Franzen: "I had the same reaction."
When Smith said she was cold, Franzen stood up, took off his jacket and draped it over her shoulders. "Oh, that's very gentlemanly!" Smith said in her lilting British accent.
In an e-mail interview later, Franzen acknowledged that the New Yorker forms a kind of community for its writers and readers, but he did not want to call it a cult. "It has been, and continues to be," he wrote, "the magazine for that one-half percent of American adults who believe that a national literary culture is an exciting thing to be a part of."
The festival brought together some of today's most accomplished writers, including Ian McEwan, Michael Chabon, Richard Ford, Annie Proulx, Edward P. Jones and Stephen King. All are New Yorker contributors, and charmingly, seemed rather thrilled to be with their fans.
In a Q&A, King was asked what genre he is most comfortable in. "I sort of like the horror genre," he said.

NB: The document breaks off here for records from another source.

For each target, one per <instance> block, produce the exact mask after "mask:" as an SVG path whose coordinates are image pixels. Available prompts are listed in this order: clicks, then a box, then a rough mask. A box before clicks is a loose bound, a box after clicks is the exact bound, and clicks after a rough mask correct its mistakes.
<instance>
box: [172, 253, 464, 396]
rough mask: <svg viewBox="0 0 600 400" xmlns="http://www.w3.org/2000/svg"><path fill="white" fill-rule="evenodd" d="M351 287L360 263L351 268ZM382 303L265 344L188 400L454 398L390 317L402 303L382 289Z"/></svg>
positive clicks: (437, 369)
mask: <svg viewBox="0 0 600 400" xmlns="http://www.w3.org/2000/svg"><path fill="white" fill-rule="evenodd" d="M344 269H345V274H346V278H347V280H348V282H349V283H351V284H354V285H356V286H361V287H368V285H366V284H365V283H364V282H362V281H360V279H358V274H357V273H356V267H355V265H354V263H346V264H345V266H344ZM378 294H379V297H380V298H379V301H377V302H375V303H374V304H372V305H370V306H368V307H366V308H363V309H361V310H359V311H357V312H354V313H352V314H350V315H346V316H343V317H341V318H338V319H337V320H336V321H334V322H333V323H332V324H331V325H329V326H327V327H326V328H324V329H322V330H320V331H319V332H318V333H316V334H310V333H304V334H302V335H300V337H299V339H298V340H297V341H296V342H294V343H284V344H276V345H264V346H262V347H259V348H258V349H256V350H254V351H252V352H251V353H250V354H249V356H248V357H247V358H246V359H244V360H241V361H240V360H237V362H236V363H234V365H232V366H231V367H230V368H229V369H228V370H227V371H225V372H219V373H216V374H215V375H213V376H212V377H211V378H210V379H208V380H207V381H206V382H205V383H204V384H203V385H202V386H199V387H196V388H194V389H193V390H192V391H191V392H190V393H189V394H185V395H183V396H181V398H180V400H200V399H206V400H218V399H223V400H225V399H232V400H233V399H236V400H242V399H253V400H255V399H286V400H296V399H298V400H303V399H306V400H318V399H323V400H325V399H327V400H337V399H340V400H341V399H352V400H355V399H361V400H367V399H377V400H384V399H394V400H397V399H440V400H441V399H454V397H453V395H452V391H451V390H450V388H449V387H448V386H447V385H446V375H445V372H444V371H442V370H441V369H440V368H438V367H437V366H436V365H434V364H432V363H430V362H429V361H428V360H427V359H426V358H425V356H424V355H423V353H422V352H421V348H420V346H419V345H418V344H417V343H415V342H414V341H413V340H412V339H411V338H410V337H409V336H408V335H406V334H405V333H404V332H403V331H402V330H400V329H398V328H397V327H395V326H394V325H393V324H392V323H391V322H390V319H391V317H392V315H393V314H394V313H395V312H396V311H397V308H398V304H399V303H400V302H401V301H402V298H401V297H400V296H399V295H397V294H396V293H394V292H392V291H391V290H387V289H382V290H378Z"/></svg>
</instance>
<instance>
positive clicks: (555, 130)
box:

Chabon, a Pulitzer Prize winner, admitted that writing never gets easier. "A very common mistake is I forget to use dialogue," he said. "I forget to write scenes. I'll wonder why something is so leaden and I'll look back and 45 pages have gone by without anyone talking."
While the festival can traffic in high-minded discussions of topics such as the Iraq war or the role of religion in politics, it was born out of a more prosaic desire to promote the magazine, said editor David Remnick. The festival works, he said, because it is an extension of the magazine.

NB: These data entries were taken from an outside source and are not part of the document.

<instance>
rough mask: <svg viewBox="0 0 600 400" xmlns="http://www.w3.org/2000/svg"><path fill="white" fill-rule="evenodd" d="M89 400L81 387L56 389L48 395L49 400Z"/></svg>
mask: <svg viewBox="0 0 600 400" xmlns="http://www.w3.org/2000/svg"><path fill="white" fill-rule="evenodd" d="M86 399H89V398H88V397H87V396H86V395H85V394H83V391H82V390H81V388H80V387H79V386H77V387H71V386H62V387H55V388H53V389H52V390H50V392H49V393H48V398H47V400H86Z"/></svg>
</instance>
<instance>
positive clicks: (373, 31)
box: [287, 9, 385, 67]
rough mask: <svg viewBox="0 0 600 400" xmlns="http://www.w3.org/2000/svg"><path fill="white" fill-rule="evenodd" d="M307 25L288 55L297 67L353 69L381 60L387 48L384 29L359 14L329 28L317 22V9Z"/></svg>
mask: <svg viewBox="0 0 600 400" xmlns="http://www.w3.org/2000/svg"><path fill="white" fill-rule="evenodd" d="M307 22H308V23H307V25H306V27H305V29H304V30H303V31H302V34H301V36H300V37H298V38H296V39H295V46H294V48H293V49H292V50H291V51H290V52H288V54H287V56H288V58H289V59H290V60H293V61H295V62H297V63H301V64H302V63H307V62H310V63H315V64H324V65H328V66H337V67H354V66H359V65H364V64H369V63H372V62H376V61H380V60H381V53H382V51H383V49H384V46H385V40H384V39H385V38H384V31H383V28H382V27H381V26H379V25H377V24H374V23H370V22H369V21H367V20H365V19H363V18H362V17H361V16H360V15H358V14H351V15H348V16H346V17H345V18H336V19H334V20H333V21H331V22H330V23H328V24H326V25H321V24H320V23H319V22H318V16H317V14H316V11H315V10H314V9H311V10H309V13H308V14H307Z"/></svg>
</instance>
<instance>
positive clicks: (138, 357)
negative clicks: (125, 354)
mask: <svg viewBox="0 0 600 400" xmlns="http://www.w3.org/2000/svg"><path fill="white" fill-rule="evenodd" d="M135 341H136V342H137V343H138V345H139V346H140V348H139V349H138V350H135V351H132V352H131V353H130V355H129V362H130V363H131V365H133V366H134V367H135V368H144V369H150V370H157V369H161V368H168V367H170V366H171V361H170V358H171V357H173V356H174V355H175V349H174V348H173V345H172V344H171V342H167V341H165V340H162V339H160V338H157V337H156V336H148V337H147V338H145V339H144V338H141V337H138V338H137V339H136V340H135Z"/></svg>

"It isn't a circus or a space launch or an ad or anything of the kind," he said. And with almost all the events sold-out, he said the response from readers is heartening. They have a relationship with the magazine that is rare in the industry, he said.
"They think they own it, and I think they're right," Remnick said. "There are actually three owners of the magazine. One is the Nast family, which owns it in the obvious sense. Another is the writers and artists and editors who conceive it and create it. And the third is the readers."
About 70 of those readers packed a Union Square diner yesterday for one of the festival's final events. They had come to see two Las Vegas short order cooks, recently profiled in the magazine, prepare breakfast. With eggs flipping and bacon frying in the background, the diners recounted their weekends.
"I got John Updike," one man said, showing off photos on his digital camera. "And that's Stephen King."
At a nearby table, Ronald and Lois Barliant of Chicago ate omelets with their two grown daughters. One of them, Anne Barliant, 27, admitted she had let her subscription to the New Yorker lapse a few months ago. But after attending so many festival events, she had a dream Saturday night that the magazine had begun sending her free copies.
"They kept coming," she said, "and I was really happy."
Asked if she would resubscribe in real life, she said, "I think I will."